Cuando el 2 de julio de 1998 salió publicada en la prensa la esquela de Francisco Paesa, fallecido en Tailandia, muchos respiraron. Por fin desaparecía del mapa el espía que, entre otras cosas, había negociado la entrega de Luis Roldán al gobierno español en el famoso caso de los papeles de Laos.
Sin embargo, aquel muerto estaba vivo. Aquella esquela no era más que la penúltima jugada del espía español más importante de las últimas décadas. No tenía licencia para matar como James Bond, pero vivió con la opulencia de 007: bebiendo champán Dom Perignon y acompañado de hermosas mujeres. No era un personaje de ficción, pero se comportaba como los héroes de las novelas de John Le Carré.

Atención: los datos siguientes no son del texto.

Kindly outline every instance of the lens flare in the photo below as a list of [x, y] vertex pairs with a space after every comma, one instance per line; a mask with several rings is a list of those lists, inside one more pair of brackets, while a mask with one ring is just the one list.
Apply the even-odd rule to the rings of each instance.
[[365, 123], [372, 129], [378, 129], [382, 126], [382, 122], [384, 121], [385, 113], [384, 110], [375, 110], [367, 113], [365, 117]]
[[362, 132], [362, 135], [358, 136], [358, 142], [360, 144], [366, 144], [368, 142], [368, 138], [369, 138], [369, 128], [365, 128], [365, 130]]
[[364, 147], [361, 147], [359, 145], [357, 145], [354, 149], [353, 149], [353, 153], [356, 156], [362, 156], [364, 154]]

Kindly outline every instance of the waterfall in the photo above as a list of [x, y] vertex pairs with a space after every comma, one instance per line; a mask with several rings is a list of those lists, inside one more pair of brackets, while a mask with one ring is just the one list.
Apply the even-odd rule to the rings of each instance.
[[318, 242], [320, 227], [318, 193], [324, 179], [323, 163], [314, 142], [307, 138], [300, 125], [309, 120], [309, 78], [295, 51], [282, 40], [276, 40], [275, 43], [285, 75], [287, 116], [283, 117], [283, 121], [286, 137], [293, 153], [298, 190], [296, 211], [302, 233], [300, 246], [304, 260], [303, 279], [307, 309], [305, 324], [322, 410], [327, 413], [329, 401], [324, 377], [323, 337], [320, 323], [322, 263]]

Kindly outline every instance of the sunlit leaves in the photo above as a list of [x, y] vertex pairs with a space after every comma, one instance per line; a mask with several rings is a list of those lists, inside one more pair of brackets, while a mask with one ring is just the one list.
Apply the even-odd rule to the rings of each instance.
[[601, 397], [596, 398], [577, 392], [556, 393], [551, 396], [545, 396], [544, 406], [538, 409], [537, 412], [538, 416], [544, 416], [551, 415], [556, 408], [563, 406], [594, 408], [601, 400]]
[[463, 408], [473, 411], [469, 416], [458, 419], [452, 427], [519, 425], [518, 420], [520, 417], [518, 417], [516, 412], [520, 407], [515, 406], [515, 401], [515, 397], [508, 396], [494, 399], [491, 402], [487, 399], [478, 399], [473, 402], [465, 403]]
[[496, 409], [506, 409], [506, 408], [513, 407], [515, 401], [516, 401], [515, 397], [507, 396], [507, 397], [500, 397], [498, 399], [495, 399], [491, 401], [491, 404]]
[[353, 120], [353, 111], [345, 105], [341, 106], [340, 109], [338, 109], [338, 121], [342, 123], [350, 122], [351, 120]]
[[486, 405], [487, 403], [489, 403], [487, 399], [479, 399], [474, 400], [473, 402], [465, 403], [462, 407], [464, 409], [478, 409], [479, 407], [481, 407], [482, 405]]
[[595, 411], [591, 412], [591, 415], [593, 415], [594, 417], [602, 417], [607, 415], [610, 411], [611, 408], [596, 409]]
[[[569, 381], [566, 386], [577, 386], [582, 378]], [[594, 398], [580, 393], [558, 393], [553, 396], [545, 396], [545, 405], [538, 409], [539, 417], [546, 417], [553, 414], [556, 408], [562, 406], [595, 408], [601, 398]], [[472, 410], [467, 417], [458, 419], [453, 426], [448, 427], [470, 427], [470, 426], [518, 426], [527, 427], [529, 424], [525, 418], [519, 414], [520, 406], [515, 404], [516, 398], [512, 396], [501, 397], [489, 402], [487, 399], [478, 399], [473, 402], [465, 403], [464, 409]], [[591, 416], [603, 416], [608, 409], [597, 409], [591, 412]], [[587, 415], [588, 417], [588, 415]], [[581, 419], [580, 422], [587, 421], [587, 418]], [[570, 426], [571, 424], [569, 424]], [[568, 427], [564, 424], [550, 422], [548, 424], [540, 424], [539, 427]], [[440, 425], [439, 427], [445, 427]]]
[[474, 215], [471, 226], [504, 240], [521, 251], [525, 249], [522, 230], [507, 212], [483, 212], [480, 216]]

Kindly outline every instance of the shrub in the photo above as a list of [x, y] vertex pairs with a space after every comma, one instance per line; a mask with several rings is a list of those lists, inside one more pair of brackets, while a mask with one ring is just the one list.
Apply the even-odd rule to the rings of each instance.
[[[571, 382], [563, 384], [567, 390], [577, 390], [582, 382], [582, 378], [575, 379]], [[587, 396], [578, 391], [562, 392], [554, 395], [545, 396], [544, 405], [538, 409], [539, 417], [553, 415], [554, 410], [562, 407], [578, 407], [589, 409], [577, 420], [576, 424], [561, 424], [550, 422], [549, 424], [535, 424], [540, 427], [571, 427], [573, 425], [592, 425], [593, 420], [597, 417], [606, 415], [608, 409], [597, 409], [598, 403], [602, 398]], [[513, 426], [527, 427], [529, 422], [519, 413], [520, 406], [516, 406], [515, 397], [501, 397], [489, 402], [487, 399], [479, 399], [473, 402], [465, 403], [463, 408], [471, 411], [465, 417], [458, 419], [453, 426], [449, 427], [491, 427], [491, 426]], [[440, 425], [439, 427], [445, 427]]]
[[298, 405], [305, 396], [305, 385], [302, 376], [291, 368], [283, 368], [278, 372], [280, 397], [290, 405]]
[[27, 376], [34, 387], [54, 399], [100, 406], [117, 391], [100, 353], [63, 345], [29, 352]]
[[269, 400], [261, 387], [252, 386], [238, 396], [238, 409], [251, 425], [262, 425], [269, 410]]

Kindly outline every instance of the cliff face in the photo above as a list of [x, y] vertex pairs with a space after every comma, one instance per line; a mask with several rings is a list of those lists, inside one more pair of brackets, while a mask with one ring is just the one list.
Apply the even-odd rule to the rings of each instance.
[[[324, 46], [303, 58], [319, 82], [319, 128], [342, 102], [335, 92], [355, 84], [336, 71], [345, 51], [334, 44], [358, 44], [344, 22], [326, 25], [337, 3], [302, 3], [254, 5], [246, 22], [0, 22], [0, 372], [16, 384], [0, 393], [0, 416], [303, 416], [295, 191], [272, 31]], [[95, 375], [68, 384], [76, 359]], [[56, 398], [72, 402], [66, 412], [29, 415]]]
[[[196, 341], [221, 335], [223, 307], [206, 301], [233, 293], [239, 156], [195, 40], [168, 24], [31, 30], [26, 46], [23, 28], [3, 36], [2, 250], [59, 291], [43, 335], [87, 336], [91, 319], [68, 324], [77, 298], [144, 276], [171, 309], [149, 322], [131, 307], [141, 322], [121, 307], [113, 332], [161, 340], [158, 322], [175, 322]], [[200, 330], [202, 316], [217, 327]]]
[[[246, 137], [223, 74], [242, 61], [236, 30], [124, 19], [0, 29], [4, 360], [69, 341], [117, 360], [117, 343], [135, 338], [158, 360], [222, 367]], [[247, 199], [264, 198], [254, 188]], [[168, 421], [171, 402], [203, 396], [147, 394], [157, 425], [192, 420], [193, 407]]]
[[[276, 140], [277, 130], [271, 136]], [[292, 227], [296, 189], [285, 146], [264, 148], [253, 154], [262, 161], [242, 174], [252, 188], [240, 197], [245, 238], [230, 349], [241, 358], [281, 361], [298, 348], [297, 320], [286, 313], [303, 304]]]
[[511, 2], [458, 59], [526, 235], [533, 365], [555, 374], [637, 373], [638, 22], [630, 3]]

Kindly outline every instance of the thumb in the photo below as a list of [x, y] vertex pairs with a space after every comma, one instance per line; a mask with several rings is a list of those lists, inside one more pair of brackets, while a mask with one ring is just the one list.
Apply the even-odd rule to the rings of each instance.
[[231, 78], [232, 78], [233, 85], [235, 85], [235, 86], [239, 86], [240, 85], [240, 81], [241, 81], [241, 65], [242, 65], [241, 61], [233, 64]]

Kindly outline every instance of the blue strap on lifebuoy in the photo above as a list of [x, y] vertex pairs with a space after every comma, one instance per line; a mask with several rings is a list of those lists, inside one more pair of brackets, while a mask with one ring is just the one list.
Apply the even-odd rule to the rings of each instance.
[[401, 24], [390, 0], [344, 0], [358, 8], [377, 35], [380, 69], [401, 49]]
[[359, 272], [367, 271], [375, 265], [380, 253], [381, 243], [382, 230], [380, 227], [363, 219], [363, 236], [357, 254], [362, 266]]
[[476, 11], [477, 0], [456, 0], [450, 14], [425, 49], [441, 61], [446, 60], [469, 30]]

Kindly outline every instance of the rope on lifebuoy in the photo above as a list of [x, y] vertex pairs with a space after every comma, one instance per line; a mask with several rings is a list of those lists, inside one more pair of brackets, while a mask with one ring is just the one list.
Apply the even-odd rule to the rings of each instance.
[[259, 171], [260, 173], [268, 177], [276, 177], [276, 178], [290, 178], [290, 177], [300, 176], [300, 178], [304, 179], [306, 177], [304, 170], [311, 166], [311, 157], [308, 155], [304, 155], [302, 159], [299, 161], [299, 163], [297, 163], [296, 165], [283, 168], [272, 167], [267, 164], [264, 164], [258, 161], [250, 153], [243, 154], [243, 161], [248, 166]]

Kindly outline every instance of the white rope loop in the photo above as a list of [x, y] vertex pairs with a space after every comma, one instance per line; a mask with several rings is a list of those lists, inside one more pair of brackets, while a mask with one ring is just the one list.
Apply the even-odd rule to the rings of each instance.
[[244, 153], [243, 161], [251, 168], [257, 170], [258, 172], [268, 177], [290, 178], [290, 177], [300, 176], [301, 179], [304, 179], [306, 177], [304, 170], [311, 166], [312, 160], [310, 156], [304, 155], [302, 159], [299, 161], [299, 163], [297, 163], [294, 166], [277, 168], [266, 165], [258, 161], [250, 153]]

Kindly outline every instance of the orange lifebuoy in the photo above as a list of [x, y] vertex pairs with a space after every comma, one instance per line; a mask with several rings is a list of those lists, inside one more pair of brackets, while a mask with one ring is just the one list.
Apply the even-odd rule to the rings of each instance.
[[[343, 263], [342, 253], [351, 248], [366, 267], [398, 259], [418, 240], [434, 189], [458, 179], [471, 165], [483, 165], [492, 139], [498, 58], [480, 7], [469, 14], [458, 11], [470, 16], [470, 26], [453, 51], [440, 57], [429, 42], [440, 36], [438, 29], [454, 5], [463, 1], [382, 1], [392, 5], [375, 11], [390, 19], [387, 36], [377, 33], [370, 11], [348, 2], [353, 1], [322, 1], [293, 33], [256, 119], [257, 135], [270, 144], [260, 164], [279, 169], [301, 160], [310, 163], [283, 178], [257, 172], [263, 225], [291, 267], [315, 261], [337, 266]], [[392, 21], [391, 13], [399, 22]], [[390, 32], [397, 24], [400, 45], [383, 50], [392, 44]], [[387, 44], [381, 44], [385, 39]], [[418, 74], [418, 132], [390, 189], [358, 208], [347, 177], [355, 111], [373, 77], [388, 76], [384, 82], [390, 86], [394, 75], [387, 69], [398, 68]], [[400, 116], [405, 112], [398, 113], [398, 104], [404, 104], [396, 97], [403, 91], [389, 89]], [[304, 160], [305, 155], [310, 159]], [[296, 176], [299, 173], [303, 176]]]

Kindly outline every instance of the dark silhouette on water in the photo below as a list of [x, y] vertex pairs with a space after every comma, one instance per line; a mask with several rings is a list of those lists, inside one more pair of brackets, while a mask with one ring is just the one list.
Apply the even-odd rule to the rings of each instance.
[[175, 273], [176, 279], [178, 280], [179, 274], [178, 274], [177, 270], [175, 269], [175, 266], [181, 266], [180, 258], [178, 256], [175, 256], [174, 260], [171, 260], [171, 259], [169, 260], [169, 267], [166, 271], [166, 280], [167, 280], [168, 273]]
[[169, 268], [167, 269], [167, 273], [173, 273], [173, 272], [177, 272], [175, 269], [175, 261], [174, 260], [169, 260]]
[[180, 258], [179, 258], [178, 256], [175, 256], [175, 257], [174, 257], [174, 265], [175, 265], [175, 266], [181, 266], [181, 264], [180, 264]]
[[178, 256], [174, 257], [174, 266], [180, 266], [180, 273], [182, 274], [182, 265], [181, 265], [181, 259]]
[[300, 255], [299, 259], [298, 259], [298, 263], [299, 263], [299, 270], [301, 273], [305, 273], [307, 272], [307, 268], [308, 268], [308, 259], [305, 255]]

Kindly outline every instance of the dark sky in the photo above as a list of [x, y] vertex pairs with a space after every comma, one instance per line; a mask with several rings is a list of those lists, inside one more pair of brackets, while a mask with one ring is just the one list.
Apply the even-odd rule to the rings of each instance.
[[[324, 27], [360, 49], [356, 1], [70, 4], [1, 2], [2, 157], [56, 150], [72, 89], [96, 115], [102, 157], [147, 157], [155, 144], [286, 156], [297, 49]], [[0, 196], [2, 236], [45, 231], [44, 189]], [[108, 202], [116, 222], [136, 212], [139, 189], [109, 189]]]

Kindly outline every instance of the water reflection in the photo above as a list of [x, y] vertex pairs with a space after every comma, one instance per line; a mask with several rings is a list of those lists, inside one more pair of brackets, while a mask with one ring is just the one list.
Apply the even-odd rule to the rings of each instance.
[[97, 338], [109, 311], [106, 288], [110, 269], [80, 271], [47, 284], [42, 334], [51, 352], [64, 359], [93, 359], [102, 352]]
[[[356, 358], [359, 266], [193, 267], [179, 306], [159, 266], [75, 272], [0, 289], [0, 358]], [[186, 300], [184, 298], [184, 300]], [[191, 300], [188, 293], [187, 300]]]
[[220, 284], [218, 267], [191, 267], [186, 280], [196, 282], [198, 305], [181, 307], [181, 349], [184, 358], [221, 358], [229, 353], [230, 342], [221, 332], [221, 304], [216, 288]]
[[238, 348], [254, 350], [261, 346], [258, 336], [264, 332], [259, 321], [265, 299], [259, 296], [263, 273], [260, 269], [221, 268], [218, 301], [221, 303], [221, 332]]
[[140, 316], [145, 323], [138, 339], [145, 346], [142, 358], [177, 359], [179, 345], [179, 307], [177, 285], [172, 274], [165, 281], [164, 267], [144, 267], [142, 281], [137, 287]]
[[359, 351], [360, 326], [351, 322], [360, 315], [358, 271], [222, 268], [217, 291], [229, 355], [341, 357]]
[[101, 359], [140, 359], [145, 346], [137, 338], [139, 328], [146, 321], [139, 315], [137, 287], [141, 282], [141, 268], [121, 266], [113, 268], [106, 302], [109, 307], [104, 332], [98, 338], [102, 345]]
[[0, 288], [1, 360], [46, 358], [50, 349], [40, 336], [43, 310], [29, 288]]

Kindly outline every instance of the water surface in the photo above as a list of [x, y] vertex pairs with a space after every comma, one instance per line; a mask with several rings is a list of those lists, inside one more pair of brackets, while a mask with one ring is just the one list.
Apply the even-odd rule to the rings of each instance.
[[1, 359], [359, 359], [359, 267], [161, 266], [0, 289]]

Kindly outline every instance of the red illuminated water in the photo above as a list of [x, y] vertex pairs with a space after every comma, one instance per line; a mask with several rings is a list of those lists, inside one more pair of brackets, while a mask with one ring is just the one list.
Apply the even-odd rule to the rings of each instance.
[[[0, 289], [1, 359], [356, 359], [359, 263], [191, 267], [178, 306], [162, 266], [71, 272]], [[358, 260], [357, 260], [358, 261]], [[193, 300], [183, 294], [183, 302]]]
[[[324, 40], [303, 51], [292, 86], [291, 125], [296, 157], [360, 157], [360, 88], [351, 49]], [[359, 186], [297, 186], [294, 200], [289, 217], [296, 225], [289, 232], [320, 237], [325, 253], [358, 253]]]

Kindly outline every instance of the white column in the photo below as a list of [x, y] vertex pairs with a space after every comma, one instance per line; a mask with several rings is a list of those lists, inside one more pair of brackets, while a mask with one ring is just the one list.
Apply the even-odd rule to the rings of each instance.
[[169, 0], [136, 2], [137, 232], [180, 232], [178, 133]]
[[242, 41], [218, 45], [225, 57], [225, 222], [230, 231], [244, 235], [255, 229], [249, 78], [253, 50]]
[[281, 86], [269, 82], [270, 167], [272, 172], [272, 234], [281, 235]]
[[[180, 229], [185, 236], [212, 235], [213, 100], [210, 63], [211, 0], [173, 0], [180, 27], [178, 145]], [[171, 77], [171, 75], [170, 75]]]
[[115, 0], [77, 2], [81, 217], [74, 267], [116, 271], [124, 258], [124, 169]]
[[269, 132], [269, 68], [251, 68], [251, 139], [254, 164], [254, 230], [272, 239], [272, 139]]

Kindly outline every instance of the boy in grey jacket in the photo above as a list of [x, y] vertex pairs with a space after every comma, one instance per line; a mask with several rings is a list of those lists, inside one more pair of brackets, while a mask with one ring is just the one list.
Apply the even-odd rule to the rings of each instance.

Siempre con una causa judicial pendiente, siempre con la policía pisándole los talones, Paesa ha vivido al filo de la legalidad una existencia trepidante: estafador del presidente ecuatoguineano en 1968, traficante de armas internacional, vendedor de misiles a ETA -que culmina con la célebre Operación Sokoa-, mediador en el caso GAL intercediendo a una testigo protegida por Garzón, agente secreto del Ministerio del Interior en los años más oscuro del felipismo.
Una historia trepidante que ha inspirado la última película de Alberto Rodríguez, director de La isla mínima.